# Anyone want a couple of dogs??



## CrazyCash (Jul 12, 2012)

Just for the evening. ;D my two are driving me nuts tonight! I worked from home today and I think I threw them off their schedule, they are all over me tonight. Every time I sit down they both jump in my lap and then try to lick my face. I push them away and then Cash gets in my face and starts barking because he wants attention. 

Maybe we need to start a doggie play group so we can pass our crazies around when we need a break.


----------



## harrigab (Aug 21, 2011)

I'll bubble wrap Ruby and post her over ;D


----------



## mswhipple (Mar 7, 2011)

You can count Willie in, for sure. LOL! ;D


----------



## MCD (May 4, 2013)

I can't have a bath without a Vizsla in it. Just when I thought I smelled bad enough from working in the restaurant!


----------



## CrazyCash (Jul 12, 2012)

Ok - send everyone over and I'll host the first play group! 
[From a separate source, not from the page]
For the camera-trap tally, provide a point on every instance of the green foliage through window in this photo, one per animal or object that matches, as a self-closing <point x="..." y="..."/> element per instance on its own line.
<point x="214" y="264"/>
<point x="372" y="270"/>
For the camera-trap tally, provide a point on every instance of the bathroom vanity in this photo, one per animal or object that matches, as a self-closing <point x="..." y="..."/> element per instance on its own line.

Cash would love to play with everyone, Penny would love the boys and as long as the girls didn't get too chummy with Cash she'd be ok with them too.


----------



## texasred (Jan 29, 2012)

I have one in heat, and one just starting to go in heat.
Cash hears Leave It, probably 50 times a day.
He will flop down on the floor and sigh.
I would gladly send him to you.


----------



## CrazyCash (Jul 12, 2012)

Send him on over - it will be Cash x 2, Penny would be in heaven.


----------